The first edition (v1.0, August 2015) contains six complete chapters which cover the following topics.
- Analyzing Text: word frequencies, word clouds, characterizing sentences, text search, bag of words representation, keyword in context.
- Pattern Matching: string patterns, computable word data, stemming, concordance, capitalized words and phrases, n-gram analysis, stop words.
- Who and What: computable data about people, associations, named entities.
- When and Where: computable data about events and geospatial entities, timelines, maps, collocations, visualizing cooccurrence, vector distance and similarity.

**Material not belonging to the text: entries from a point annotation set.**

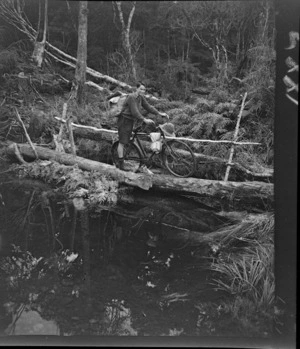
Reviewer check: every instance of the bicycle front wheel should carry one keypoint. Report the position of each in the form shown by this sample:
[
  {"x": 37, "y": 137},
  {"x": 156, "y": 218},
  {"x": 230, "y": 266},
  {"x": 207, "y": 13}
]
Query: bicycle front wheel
[
  {"x": 178, "y": 158},
  {"x": 132, "y": 156}
]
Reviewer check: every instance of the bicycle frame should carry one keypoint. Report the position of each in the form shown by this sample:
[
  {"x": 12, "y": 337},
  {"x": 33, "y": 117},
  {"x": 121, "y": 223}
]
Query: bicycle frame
[{"x": 145, "y": 158}]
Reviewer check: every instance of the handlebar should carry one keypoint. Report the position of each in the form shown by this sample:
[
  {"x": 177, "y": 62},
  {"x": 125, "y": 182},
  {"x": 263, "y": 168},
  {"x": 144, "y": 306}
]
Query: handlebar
[{"x": 140, "y": 128}]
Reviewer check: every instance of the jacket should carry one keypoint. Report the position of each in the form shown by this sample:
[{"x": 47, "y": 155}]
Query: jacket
[{"x": 133, "y": 107}]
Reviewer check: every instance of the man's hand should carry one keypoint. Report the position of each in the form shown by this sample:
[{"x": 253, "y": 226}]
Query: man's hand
[
  {"x": 164, "y": 115},
  {"x": 149, "y": 121}
]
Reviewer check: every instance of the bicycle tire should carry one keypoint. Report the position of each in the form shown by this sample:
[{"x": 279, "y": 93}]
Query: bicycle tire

- Information Retrieval: document vector model, related records, TF-IDF, document frequencies, summarization, computable subject data.
- Internet Sources: batch downloading, comparing texts, indexing for search, markup languages, scraping, interactive pattern matching, RSS feeds,
In addition, there are code samples (but no explanatory text) for the following tasks. I hope to expand these to full chapters in future editions.
- Image Processing: PDFs, optical character recognition, visualizing page images, automatic image extraction, detecting faces, photogrammetry, georectification, image classification and identification.
- Spidering and APIs: Wikipedia, network graphing, clustering, Internet Archive, OCLC WorldCat Identities, Open Library API, JSTOR Data for Research
A set of accompanying slides will be posted weekly from September through early December 2015 at
These cover many of the techniques from the textbook in slightly simplified form, focussing more on the use of the techniques than the underlying code.